John Licciardone, DO, MS, MBA, regents professor in the Texas College of Osteopathic Medicine at UNT Health Fort Worth, collaborated with colleagues at leading pain research centers to publish initial results of the PACBACK Trial in JAMA.
The landmark study funded by the National Institutes of Health measured the effectiveness
of spinal manipulation and clinician-supported self-management compared with guideline-based
medical care for patients with acute or subacute low back pain at increased risk of
chronic disabling pain. It included 1,000 patients at three research clinics in Minnesota
and Pennsylvania from November 2018 to June 2024.
Patients were randomly assigned to one of four groups that received either spinal
manipulation, clinician-supported self-management, both treatments combined, or medical
care. The trial protocol was temporarily modified during the COVID-19 pandemic by
remotely delivering clinician-supported self-management and medical care and not assigning
patients to the treatment groups receiving spinal manipulation.
The treatments lasted 8 weeks and outcomes were measured over 12 months. A visual
summary of the primary outcomes shows that the clinician-supported self-management
and combined treatment groups reported significantly less disability than the medical
care group, but that spinal manipulation alone did reduce disability compared with
medical care. The differences between groups in pain intensity were not considered
significant.
“It's gratifying to see the conception, design, and implementation of this study come
to fruition with its completion and publication in JAMA,” said Licciardone, who is
also executive director of the Osteopathic Research Center at UNT Health. “This new
evidence on biopsychosocial self-management should be helpful in updating clinical
guidelines for treating acute and subacute low back pain.”
The ORC previously conducted several clinical trials that focused on osteopathic manipulative
treatment as an intervention for chronic low back pain. The OSTEOPATHIC Trial, which
was funded by the National Institutes of Health to study 455 patients, found that
OMT delivered over 3 months substantially reduced low back pain intensity while also
decreasing the need for prescription pain medication and improving patient satisfaction.

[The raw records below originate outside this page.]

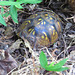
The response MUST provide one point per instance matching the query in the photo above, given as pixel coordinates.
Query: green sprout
(13, 8)
(52, 67)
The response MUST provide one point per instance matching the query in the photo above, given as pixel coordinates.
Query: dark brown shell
(72, 4)
(41, 29)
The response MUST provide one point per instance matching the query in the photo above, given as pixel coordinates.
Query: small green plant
(51, 67)
(13, 8)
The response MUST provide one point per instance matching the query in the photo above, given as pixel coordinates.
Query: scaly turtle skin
(41, 29)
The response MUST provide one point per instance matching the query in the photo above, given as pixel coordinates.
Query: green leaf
(48, 68)
(43, 59)
(2, 10)
(9, 3)
(57, 66)
(60, 64)
(52, 63)
(2, 20)
(5, 14)
(20, 2)
(19, 6)
(13, 13)
(61, 69)
(31, 1)
(11, 0)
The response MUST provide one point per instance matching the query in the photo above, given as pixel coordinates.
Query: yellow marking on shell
(29, 21)
(54, 32)
(38, 23)
(52, 27)
(52, 14)
(33, 32)
(29, 30)
(59, 27)
(26, 23)
(44, 22)
(45, 36)
(46, 14)
(42, 37)
(51, 18)
(36, 14)
(39, 19)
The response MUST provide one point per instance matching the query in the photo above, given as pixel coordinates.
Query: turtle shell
(41, 29)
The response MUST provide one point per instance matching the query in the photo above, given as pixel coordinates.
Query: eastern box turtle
(41, 29)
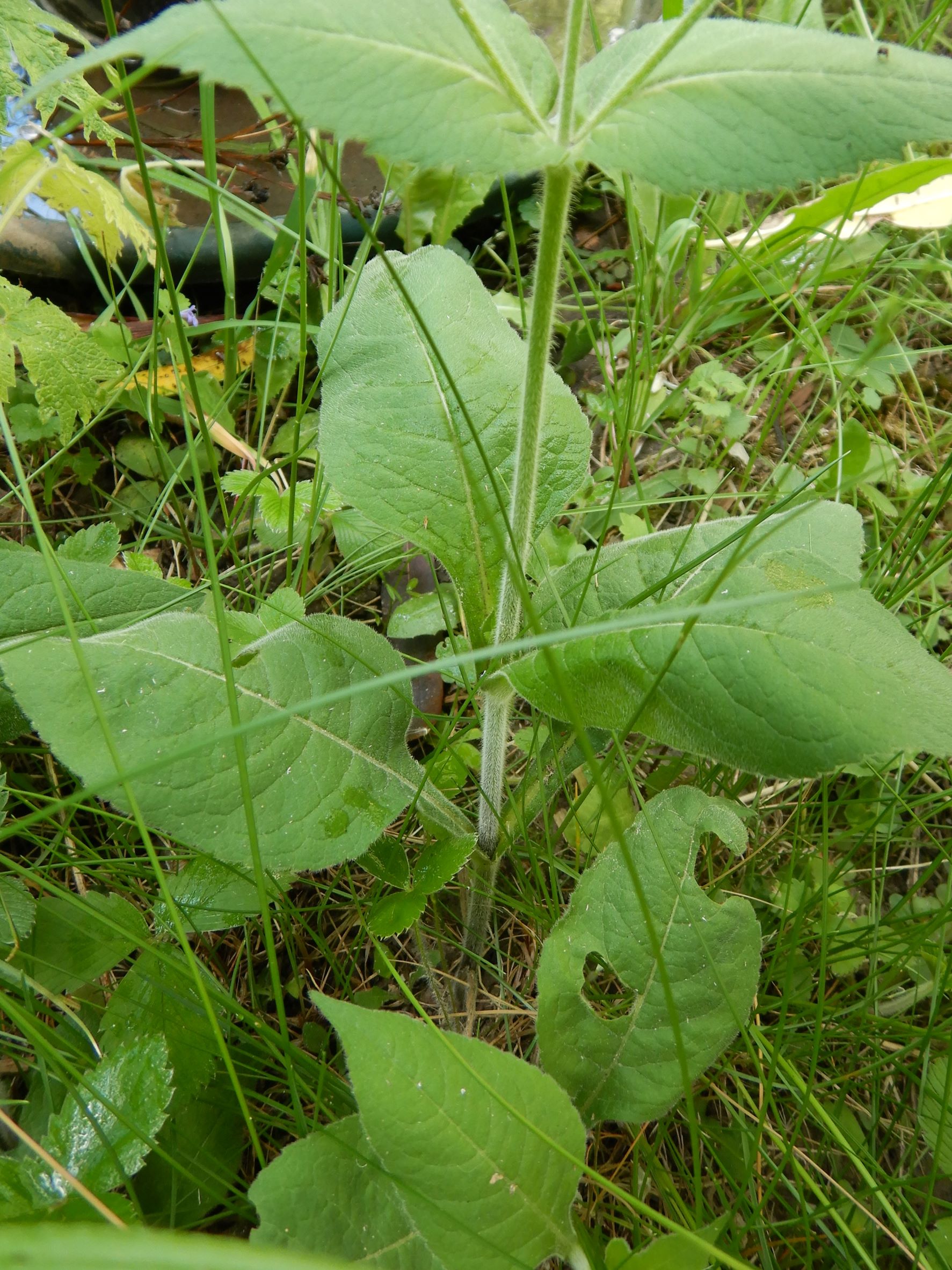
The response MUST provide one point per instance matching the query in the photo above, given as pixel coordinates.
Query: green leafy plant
(751, 642)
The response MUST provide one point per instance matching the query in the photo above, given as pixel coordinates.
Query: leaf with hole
(97, 544)
(681, 969)
(427, 459)
(211, 896)
(765, 653)
(460, 1157)
(325, 780)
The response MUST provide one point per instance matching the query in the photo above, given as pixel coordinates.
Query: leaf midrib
(608, 1070)
(719, 77)
(302, 719)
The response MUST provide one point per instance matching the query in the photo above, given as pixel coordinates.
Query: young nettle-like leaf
(684, 969)
(102, 1136)
(97, 597)
(754, 106)
(68, 367)
(17, 911)
(433, 201)
(75, 940)
(97, 544)
(767, 656)
(211, 896)
(158, 997)
(426, 458)
(325, 780)
(456, 1163)
(410, 82)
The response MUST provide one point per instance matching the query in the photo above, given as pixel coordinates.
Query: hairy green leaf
(77, 940)
(790, 667)
(412, 83)
(325, 780)
(461, 1152)
(30, 31)
(97, 596)
(360, 1216)
(752, 106)
(102, 1247)
(67, 366)
(395, 439)
(100, 1136)
(620, 1052)
(205, 1138)
(97, 544)
(158, 997)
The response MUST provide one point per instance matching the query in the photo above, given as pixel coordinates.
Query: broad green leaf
(102, 1247)
(105, 1138)
(793, 670)
(205, 1138)
(410, 83)
(98, 544)
(621, 1057)
(395, 440)
(17, 911)
(158, 997)
(360, 1216)
(77, 940)
(97, 596)
(424, 615)
(748, 106)
(434, 201)
(325, 780)
(100, 1136)
(936, 1113)
(469, 1138)
(67, 366)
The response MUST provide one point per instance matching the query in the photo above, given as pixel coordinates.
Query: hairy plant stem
(522, 510)
(556, 199)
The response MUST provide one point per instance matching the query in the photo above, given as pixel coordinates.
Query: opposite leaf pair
(466, 1156)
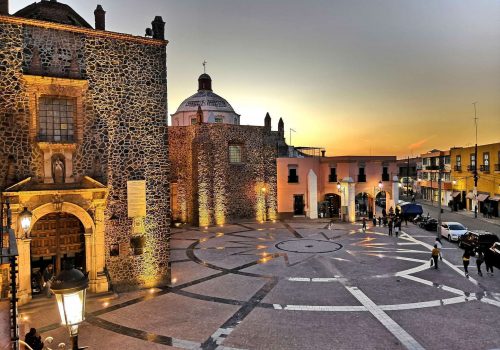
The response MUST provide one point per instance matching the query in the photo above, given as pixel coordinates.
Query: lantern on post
(25, 218)
(70, 287)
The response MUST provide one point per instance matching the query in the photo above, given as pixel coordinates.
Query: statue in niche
(97, 169)
(10, 175)
(58, 169)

“Upon completing the OSTEOPATHIC Trial, I wanted to conduct a long-term study to extend
its OMT findings,” Licciardone said. “After applying for another grant and conferring
with the director and program officer at the National Center for Complementary and
Integrative Health, I learned that they were interested in funding a larger trial
that would also include physical therapists and chiropractors and would be considered
a ‘game changer.’”
The ORC subsequently convened a series of teleconferences that included Dr. Gert Bronfort
and researchers who now comprise the PACBACK Leadership Team at the University of
Minnesota, University of Pittsburgh, Duke University, Oregon Health Sciences University,
and University of Washington, along with UNT Health.

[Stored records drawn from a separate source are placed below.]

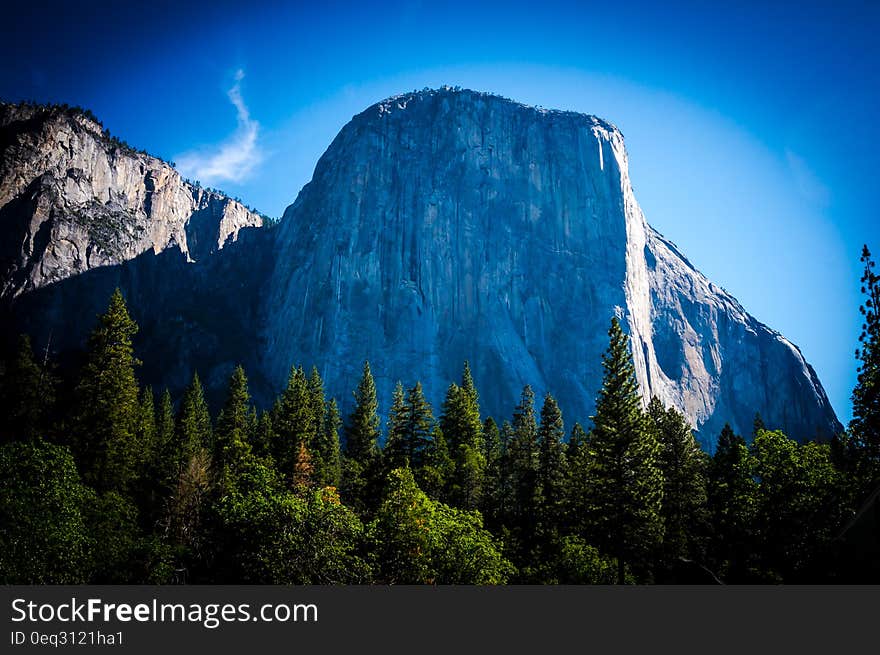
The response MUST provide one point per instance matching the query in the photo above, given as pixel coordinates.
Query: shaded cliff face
(444, 225)
(72, 200)
(439, 227)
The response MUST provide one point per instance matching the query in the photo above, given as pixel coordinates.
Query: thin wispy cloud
(233, 159)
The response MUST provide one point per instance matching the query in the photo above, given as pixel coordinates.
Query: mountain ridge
(415, 243)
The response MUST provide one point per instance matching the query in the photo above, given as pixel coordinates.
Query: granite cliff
(449, 225)
(73, 199)
(439, 226)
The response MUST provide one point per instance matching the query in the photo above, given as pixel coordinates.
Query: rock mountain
(439, 226)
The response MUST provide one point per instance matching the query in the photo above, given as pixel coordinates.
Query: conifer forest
(103, 480)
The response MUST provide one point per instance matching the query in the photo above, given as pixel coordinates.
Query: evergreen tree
(551, 466)
(576, 439)
(684, 487)
(434, 475)
(625, 478)
(523, 470)
(578, 498)
(264, 437)
(317, 404)
(293, 422)
(732, 497)
(195, 430)
(757, 424)
(463, 429)
(303, 470)
(27, 394)
(361, 464)
(107, 402)
(165, 425)
(395, 455)
(44, 534)
(362, 431)
(328, 447)
(147, 433)
(865, 424)
(232, 438)
(493, 455)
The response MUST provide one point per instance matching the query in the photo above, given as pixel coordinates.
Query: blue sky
(751, 130)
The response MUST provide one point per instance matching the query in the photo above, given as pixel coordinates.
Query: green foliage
(415, 540)
(265, 534)
(522, 471)
(463, 429)
(683, 511)
(108, 410)
(362, 431)
(552, 467)
(194, 422)
(327, 448)
(865, 424)
(732, 504)
(797, 506)
(232, 449)
(295, 423)
(44, 533)
(27, 395)
(159, 498)
(361, 464)
(581, 563)
(625, 479)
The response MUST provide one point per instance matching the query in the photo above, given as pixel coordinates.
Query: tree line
(103, 481)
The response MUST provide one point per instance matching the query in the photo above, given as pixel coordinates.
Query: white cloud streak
(231, 160)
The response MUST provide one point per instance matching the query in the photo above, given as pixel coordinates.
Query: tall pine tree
(626, 484)
(361, 464)
(865, 424)
(684, 486)
(107, 407)
(232, 447)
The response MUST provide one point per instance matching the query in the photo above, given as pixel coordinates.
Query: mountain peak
(426, 97)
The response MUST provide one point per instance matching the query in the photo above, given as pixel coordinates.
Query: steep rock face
(449, 225)
(72, 199)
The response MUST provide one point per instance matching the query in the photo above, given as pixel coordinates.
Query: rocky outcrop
(449, 225)
(439, 226)
(73, 199)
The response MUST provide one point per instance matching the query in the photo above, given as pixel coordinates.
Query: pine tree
(463, 429)
(551, 466)
(523, 470)
(165, 425)
(625, 478)
(732, 497)
(684, 485)
(264, 437)
(418, 428)
(232, 437)
(27, 394)
(314, 441)
(362, 431)
(147, 432)
(577, 500)
(328, 446)
(758, 424)
(394, 454)
(195, 430)
(492, 453)
(865, 424)
(303, 470)
(361, 466)
(293, 422)
(434, 474)
(107, 404)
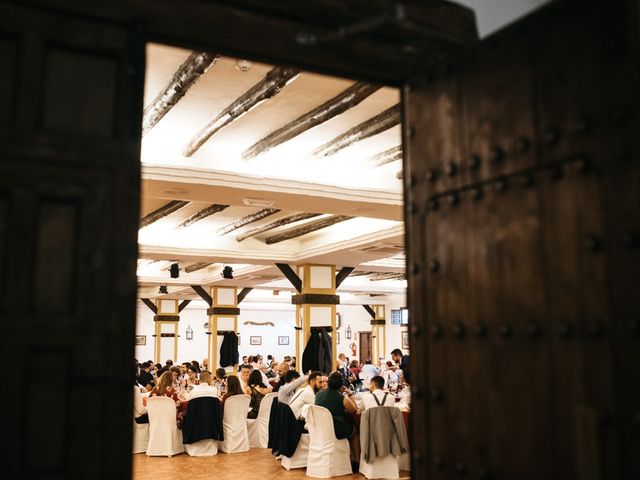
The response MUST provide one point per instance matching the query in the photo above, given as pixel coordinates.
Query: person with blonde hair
(165, 388)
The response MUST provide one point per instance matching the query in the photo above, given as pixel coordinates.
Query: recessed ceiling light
(258, 202)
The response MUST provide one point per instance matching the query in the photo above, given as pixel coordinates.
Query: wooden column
(316, 304)
(166, 321)
(378, 333)
(223, 316)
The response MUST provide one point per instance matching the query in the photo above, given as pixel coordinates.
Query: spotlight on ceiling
(227, 272)
(174, 270)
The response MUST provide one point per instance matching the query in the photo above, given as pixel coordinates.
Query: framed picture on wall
(405, 339)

“It was both challenging and rewarding to work with leaders in pain research to develop
a clinical trial protocol that could include spinal manipulation provided by physical
therapists, chiropractors, and osteopathic physicians,” said Licciardone. “There was
a precedent with the UK BEAM Trial, wherein physiotherapists, chiropractors, and osteopaths
agreed to a common treatment protocol for low back pain.”
However, unlike osteopaths in the United Kingdom who focus primarily on manual therapies,
osteopathic physicians in the United States take a whole-person approach to patient
care. In addition to empathic communication with patients, this may involve OMT as
well as prescription medication, invasive procedures, or lumbar spine surgery when
indicated for low back pain.
The ORC expanded its research agenda in 2015 to study the overall impact of osteopathic
medical care rather than focusing only on OMT. It also established new research priorities
involving the patient-physician relationship, benefits and harms of opioid therapy,
and racial health disparities in pain medicine.

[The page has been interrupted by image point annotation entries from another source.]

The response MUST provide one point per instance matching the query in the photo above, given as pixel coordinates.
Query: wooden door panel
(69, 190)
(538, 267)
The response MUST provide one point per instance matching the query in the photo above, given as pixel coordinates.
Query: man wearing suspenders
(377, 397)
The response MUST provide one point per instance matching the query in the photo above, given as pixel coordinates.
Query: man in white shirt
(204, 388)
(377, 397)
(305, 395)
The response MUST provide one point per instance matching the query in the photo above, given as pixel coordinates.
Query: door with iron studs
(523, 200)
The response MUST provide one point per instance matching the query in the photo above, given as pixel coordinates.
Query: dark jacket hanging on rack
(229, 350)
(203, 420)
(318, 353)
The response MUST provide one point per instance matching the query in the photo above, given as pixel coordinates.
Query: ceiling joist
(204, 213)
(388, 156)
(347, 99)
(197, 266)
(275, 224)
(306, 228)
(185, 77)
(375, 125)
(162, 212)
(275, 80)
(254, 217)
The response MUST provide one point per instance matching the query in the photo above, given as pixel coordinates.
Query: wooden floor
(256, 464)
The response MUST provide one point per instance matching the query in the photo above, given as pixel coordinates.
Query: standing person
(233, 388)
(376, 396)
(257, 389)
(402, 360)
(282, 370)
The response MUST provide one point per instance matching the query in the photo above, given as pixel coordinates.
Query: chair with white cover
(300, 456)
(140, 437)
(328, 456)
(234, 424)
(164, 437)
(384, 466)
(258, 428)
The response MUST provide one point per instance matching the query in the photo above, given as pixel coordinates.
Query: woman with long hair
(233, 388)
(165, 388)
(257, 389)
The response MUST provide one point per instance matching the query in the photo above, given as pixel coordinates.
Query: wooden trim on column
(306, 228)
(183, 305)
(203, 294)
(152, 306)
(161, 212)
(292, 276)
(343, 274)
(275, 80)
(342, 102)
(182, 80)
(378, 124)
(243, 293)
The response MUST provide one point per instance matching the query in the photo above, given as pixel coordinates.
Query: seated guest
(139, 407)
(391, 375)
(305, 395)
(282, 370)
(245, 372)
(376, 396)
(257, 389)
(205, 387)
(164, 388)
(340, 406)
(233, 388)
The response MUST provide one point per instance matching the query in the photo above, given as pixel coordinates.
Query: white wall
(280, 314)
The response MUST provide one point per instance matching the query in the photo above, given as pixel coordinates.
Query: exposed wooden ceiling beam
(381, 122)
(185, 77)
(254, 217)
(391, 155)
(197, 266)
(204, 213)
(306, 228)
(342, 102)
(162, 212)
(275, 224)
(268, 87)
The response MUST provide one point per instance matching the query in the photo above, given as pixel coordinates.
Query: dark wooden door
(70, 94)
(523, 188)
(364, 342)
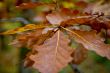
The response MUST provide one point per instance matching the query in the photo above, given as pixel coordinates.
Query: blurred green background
(11, 59)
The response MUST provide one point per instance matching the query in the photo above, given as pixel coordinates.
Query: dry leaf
(56, 18)
(91, 41)
(79, 54)
(25, 28)
(53, 55)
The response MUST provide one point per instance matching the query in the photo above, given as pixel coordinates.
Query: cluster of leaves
(64, 38)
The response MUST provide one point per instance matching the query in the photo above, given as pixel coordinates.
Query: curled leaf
(53, 55)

The Pain Registry for Epidemiological, Clinical, and Interventional Studies and Innovation
(PRECISION) was established in 2016 to serve as the vehicle for addressing the ORC’s
new research priorities. The registry now uses a digital research platform and electronic
data capture to study thousands of patients nationwide, including many with chronic
low back pain.
“The use of registries, such as PRECISION, was hailed as potentially the next disruptive
technology in clinical research at the time,” Licciardone said. “PRECISION can now
enroll and follow large numbers of patients at low cost. It may also provide better
clinical insight by including more representative patient samples in our research.”
Although Dr. Licciardone serves on the PACBACK Leadership Team, the ORC eventually opted not to participate as a recruitment and treatment site because of its other research priorities at the time.
“Nevertheless, the study results corroborate what we observed in our prior osteopathic research,” Licciardone said. “Patients treated by osteopathic physicians who advise them on the biopsychosocial aspects of their pain generally achieve better outcomes.”